Manokwari, TopvNews.com – Partai GOLKAR telah menyerahkan form keberatan terkait Hasil Pemilu DPR RI di Kabupaten Teluk Bintuni pada Pleno Tingkat Provinsi oleh KPU Papua Barat, Minggu (10/3).
Pantauan TopbNews saat Pleno berlangsung, Saksi Partai Golkar, Amin Ngabalin melayangkan keberatan atas hasil Pleno Pemilu DPR RI bukan karena hasil perolehan suara namun terkait pada asas transparansi yang bermuara untuk menjunjung tinggi integritas penyelenggara.

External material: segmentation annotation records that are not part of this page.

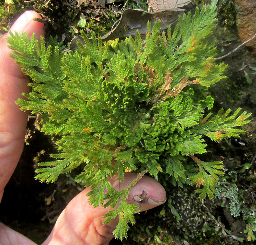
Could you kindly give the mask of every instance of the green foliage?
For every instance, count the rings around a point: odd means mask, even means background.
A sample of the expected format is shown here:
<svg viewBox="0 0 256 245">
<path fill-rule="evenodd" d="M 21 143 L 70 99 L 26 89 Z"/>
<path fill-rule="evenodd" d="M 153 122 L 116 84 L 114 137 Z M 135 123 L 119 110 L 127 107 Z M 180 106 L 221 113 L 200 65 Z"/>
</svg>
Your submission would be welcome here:
<svg viewBox="0 0 256 245">
<path fill-rule="evenodd" d="M 119 215 L 114 234 L 121 240 L 138 212 L 138 204 L 126 202 L 129 191 L 144 174 L 157 178 L 166 173 L 181 186 L 202 184 L 200 197 L 212 198 L 222 163 L 195 155 L 207 152 L 205 136 L 216 141 L 237 136 L 243 131 L 237 127 L 249 121 L 250 114 L 240 109 L 206 113 L 213 98 L 196 96 L 191 87 L 225 78 L 226 66 L 214 63 L 215 8 L 180 16 L 173 32 L 169 26 L 161 34 L 159 22 L 153 27 L 149 22 L 145 38 L 138 32 L 135 38 L 102 44 L 82 32 L 86 45 L 78 44 L 70 53 L 60 45 L 46 47 L 43 37 L 38 42 L 34 35 L 30 40 L 25 33 L 10 34 L 12 56 L 33 81 L 31 92 L 23 94 L 28 100 L 17 103 L 41 115 L 42 131 L 57 136 L 59 153 L 52 155 L 55 161 L 39 163 L 36 178 L 53 182 L 79 167 L 75 180 L 91 186 L 90 204 L 113 208 L 104 224 Z M 187 157 L 196 171 L 187 167 Z M 117 174 L 121 181 L 124 172 L 134 171 L 137 177 L 124 190 L 109 181 Z"/>
<path fill-rule="evenodd" d="M 233 173 L 236 174 L 236 171 Z M 230 175 L 231 173 L 229 173 Z M 225 179 L 222 180 L 225 181 Z M 229 200 L 227 203 L 223 201 L 222 206 L 226 206 L 230 212 L 230 214 L 235 218 L 241 217 L 246 224 L 246 228 L 244 231 L 247 233 L 247 240 L 251 241 L 256 240 L 255 233 L 256 232 L 256 208 L 254 199 L 253 201 L 248 200 L 248 197 L 253 195 L 249 193 L 250 190 L 240 189 L 234 184 L 229 185 L 222 184 L 216 188 L 215 195 L 219 199 L 225 198 Z M 253 202 L 252 204 L 251 202 Z"/>
</svg>

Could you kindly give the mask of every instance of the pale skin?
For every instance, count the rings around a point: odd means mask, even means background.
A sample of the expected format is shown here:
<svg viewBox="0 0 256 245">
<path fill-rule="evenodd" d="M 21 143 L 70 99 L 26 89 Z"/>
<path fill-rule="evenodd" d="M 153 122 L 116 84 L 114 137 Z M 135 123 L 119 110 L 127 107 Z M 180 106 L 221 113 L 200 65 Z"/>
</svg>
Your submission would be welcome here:
<svg viewBox="0 0 256 245">
<path fill-rule="evenodd" d="M 19 33 L 26 31 L 29 36 L 35 33 L 37 39 L 44 35 L 44 25 L 33 20 L 41 18 L 33 11 L 26 11 L 14 24 L 10 30 Z M 20 71 L 19 67 L 9 56 L 11 50 L 7 47 L 7 34 L 0 38 L 0 201 L 4 187 L 11 177 L 22 151 L 27 113 L 20 111 L 15 102 L 22 96 L 22 92 L 27 92 L 29 79 Z M 136 177 L 127 173 L 124 182 L 120 185 L 118 180 L 110 180 L 117 189 L 124 188 Z M 144 211 L 164 203 L 165 191 L 155 180 L 144 176 L 133 186 L 128 199 L 142 194 L 143 190 L 148 195 L 149 203 L 143 203 L 140 208 Z M 93 208 L 89 205 L 86 195 L 90 188 L 83 190 L 68 204 L 57 220 L 48 238 L 43 245 L 103 245 L 108 244 L 113 238 L 112 232 L 118 222 L 118 217 L 107 225 L 102 225 L 102 217 L 109 208 L 99 207 Z M 21 234 L 0 223 L 0 245 L 35 244 Z"/>
</svg>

“Secara substansi GOLKAR terima kasih untuk masyarakat bintuni yang telah menyumbangkan 30.000 lebih suara bagi kami. Namun saya ingin mengungkapkan beberapa fakta-fakta yang kami terima di lapangan dimana ada kurang lebih 10 distrik yang nanti kemudian kami minta klarifikasi dalam form keberatan kami”, kata Ngabalin.

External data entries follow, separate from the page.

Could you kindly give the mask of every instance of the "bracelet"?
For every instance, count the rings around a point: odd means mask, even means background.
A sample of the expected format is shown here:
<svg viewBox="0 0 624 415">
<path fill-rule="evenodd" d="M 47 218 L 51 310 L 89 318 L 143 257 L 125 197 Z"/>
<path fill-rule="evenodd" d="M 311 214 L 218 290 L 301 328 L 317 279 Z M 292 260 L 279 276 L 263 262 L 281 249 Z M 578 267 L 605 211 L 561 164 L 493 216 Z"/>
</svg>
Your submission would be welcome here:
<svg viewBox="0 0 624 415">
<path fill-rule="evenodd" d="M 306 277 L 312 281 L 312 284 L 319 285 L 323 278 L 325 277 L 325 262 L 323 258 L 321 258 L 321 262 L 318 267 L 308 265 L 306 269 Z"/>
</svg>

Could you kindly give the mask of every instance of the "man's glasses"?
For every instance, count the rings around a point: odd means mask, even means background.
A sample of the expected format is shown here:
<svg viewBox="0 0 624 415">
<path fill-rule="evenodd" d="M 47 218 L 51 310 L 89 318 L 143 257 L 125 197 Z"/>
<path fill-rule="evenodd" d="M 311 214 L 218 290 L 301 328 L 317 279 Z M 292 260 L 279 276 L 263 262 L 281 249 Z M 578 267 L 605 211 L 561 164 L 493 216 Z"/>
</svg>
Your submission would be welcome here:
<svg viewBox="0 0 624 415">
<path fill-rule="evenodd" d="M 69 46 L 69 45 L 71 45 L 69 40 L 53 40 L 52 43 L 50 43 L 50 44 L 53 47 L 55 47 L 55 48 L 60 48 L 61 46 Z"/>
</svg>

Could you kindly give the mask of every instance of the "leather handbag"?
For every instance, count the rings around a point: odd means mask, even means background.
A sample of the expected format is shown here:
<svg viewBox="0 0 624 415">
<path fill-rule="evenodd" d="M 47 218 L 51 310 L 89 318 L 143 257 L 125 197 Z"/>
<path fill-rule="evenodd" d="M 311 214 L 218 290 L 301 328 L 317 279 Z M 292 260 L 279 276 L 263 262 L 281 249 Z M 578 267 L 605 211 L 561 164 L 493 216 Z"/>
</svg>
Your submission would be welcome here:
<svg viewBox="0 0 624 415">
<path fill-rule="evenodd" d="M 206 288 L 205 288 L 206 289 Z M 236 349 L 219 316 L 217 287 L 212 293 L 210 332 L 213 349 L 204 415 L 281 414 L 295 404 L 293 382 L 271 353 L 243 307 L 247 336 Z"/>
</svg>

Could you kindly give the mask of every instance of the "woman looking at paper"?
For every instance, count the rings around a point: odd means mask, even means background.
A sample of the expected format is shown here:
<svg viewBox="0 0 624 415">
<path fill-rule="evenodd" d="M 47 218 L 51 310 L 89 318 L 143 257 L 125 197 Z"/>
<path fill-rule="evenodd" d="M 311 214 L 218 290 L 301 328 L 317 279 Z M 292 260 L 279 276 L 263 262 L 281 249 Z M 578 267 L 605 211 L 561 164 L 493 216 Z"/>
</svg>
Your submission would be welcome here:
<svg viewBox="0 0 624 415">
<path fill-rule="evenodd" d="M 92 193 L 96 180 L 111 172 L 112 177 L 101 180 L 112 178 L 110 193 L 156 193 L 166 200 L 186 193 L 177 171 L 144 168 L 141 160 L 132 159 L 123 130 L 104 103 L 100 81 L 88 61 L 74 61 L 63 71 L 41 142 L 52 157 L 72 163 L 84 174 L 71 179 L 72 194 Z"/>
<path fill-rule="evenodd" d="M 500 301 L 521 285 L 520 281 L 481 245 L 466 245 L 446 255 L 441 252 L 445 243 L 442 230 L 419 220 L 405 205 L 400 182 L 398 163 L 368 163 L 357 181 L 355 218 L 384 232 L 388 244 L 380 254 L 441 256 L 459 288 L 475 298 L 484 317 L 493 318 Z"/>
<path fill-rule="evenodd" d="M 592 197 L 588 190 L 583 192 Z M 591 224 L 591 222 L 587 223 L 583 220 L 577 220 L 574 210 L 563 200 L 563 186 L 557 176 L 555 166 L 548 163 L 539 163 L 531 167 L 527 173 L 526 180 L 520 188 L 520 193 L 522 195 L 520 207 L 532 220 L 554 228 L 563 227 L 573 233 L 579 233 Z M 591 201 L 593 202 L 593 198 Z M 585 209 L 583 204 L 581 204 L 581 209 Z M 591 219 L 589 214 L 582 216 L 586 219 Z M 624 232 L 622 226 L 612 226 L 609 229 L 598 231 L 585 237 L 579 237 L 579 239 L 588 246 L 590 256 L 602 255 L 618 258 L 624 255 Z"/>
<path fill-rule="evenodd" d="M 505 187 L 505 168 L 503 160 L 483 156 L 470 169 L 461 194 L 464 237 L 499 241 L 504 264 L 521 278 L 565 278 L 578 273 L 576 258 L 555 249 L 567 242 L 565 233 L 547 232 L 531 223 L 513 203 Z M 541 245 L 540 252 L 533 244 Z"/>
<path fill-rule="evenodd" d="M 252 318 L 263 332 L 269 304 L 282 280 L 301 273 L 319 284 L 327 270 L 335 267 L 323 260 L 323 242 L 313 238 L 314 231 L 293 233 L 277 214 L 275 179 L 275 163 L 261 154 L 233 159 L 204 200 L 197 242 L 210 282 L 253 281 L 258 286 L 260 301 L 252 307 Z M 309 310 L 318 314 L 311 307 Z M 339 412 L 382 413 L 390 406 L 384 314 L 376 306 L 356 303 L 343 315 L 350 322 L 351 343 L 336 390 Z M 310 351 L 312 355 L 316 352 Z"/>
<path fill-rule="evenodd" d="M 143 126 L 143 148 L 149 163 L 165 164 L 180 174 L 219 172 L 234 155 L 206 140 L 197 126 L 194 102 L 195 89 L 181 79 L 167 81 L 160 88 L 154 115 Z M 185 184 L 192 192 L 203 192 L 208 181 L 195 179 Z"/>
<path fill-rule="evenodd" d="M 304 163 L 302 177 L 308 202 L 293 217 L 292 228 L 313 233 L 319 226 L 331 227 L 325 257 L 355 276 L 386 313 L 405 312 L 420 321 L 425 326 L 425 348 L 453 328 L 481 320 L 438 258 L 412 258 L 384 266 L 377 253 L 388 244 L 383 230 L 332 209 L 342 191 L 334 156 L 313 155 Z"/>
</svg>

Amin memaparkan, di Distrik Merdey, berdasarkan formulir D Hasil DPR RI Kabupaten Teluk Bintuni, jumlah DPT sebanyak 820, pengguna hak pilih 820, artinya tidak ada surat suara rusak, surat suara dikembalikan dan termasuk 2 persen surat suara cadangan.

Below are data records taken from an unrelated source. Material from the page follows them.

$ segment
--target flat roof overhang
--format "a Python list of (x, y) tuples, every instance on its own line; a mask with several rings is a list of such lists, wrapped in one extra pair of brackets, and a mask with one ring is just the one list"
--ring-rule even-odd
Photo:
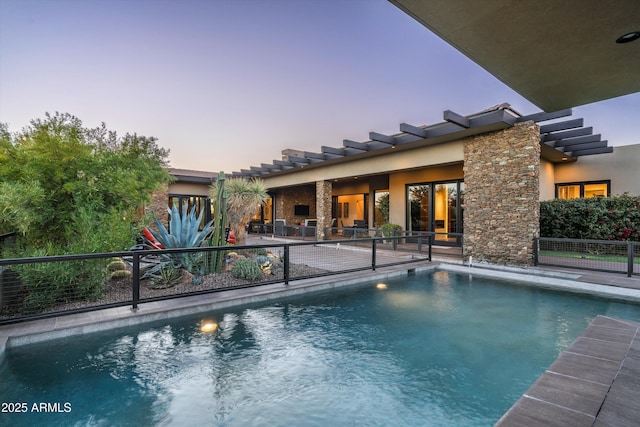
[[(322, 146), (321, 152), (296, 151), (271, 164), (251, 166), (233, 172), (232, 177), (277, 177), (346, 162), (366, 160), (419, 147), (427, 147), (457, 141), (463, 138), (494, 132), (514, 126), (516, 123), (533, 121), (540, 127), (541, 158), (553, 163), (572, 162), (580, 156), (610, 153), (612, 147), (601, 135), (593, 134), (593, 128), (584, 127), (583, 119), (565, 120), (571, 109), (553, 113), (539, 112), (521, 116), (509, 104), (501, 104), (480, 113), (463, 116), (451, 110), (443, 113), (444, 122), (430, 126), (400, 124), (400, 133), (384, 135), (369, 132), (369, 141), (358, 142), (345, 139), (342, 147)], [(385, 172), (391, 172), (385, 171)]]
[(638, 0), (389, 0), (551, 112), (640, 91)]

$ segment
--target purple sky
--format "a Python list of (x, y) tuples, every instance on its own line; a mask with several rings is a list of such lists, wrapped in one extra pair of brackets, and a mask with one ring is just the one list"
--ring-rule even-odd
[[(45, 112), (239, 171), (508, 102), (539, 108), (385, 0), (0, 0), (0, 122)], [(574, 108), (640, 143), (640, 93)]]

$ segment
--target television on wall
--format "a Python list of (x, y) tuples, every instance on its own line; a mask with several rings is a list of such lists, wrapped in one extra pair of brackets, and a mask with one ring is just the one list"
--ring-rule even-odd
[(295, 216), (309, 216), (310, 214), (309, 205), (294, 205), (293, 214)]

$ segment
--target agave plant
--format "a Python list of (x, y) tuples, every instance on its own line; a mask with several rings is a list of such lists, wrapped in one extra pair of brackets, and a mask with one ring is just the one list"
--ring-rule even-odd
[[(180, 216), (176, 206), (171, 209), (167, 208), (171, 220), (169, 221), (169, 230), (157, 219), (154, 218), (158, 231), (149, 230), (153, 237), (162, 244), (165, 249), (189, 249), (199, 248), (207, 236), (211, 233), (211, 224), (213, 221), (209, 221), (205, 224), (202, 230), (198, 230), (200, 223), (202, 222), (202, 216), (204, 210), (200, 212), (200, 215), (196, 217), (196, 209), (193, 207), (191, 211), (184, 216)], [(164, 254), (162, 256), (163, 261), (148, 270), (144, 277), (150, 277), (160, 271), (161, 268), (166, 267), (166, 264), (171, 263), (175, 269), (185, 268), (190, 273), (201, 273), (202, 264), (204, 263), (203, 254), (201, 253), (176, 253), (176, 254)]]
[(202, 245), (204, 239), (211, 233), (211, 224), (209, 221), (202, 230), (198, 230), (204, 215), (204, 209), (200, 211), (200, 215), (196, 218), (195, 206), (191, 208), (189, 214), (180, 216), (178, 208), (174, 205), (171, 209), (167, 208), (167, 212), (171, 216), (169, 221), (169, 230), (157, 219), (154, 218), (158, 231), (149, 230), (153, 237), (164, 246), (165, 249), (186, 249), (198, 248)]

“Semua surat suara digunakan. Faktanya jumlah penduduk berdasarkan data dukcapil di distrik merdey 970, terbagi atas jumlah anak SD 360, SMP 45 orang. Data ini diambil dari peserta didik kementerian pendidikan. Jika jumlah penduduk dikurangi dengan jumlah siswa SD dan SMP maka diperoleh 565 yang memenuhi syarat. Artinya tidak linear dengan jumlah DPT yang 820 itu”, ungkap Ngabalin.
“Ini satu distrik. Dan saya tidak akan menyampaikan 9 distrik lainnya. Namun akan kami tuangkan dalam poin-poin keberatan kami tanpa mengganggu hasil hari ini. Semuanya untuk menjaga integritas dan kemurnian pelaksanaan pemungutan suara kita”, sambungnya menambahkan.